The Environmental Question: Breakthroughs on the Horizon
Addressing concerns about AI’s environmental impact—the significant water and electricity consumption of data centers—Turchin acknowledges the challenge while offering a data-driven perspective.
“I don’t think large language models are the ones that we’ll be using as we consume AI services in five years, maybe not even three years,” he predicts, pointing to emerging breakthroughs in quantum computing, neuro-symbolic architectures, and chip design that could make AI orders of magnitude more efficient.
What “Team Human” Means in Practice
Throughout the conversation, Turchin returns to what he calls “Team Human”—a philosophy that puts human agency and wellbeing at the center of every AI decision.

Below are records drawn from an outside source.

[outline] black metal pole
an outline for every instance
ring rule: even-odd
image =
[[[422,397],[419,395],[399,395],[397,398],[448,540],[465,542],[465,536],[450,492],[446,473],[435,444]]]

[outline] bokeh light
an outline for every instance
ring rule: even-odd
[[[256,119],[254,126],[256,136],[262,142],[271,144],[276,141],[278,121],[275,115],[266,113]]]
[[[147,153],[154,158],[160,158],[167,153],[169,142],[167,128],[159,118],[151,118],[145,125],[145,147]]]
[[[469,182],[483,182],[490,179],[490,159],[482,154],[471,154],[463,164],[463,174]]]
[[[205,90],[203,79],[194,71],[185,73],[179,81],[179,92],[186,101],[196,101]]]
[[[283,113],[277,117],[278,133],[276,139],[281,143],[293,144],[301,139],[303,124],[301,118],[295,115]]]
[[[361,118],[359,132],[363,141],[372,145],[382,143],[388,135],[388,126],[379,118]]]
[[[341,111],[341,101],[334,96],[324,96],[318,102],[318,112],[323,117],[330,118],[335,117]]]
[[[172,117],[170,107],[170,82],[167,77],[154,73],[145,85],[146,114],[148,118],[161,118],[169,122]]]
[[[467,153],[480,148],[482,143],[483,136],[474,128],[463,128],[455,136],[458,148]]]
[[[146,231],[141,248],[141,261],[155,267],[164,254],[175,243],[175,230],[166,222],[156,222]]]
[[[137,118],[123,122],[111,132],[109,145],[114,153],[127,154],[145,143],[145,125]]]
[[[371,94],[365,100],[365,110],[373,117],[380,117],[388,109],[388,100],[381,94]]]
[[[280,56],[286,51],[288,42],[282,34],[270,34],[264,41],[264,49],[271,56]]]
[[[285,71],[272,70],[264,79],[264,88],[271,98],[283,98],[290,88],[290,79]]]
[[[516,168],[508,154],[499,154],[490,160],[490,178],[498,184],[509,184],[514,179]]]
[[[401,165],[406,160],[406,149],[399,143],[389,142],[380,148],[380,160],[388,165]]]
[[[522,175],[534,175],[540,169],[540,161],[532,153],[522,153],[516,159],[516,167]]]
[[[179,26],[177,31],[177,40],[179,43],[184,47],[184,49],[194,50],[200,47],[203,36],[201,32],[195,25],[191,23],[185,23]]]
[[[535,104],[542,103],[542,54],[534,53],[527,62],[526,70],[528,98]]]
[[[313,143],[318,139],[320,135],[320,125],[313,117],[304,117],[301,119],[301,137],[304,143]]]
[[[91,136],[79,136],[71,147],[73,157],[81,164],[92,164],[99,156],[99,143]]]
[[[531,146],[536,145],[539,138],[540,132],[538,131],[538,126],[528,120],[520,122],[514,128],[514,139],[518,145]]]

“Wake up every day and be enthusiastic about the future,” he urges. “As long as we commit to being on Team Human and thinking about what’s best for us and how we derive purpose and meaning in life and think about ways to engage technology in ways that will augment your happiness, help you find meaning, and not feel threatened by it—it’s a super empowering way of looking at the economy and jobs.”
Why This Matters for Organizations Today
The insights from this conversation have immediate implications for any organization implementing AI:
- Stop humanizing your AI tools. They’re systems, not employees.
- Invest equally in risk and opportunity. For every hour on AI capabilities, spend an hour on responsible use.
- Focus on augmentation, not automation. Identify tasks that don’t celebrate human strengths.
- Maintain human accountability. No matter how sophisticated the system, humans make the final call.
- Think beyond chatbots. The future of workplace AI is more nuanced and embedded than text-based interactions.
As organizations continue grappling with how to deploy AI effectively and ethically, Turchin’s perspective offers an alternative to both the dystopian fears and utopian hype that dominate most AI conversations.
The question isn’t whether AI belongs in the workplace—it’s already here. The question is whether we’re building relationship with these tools in a way that will serve humans, not the other way around.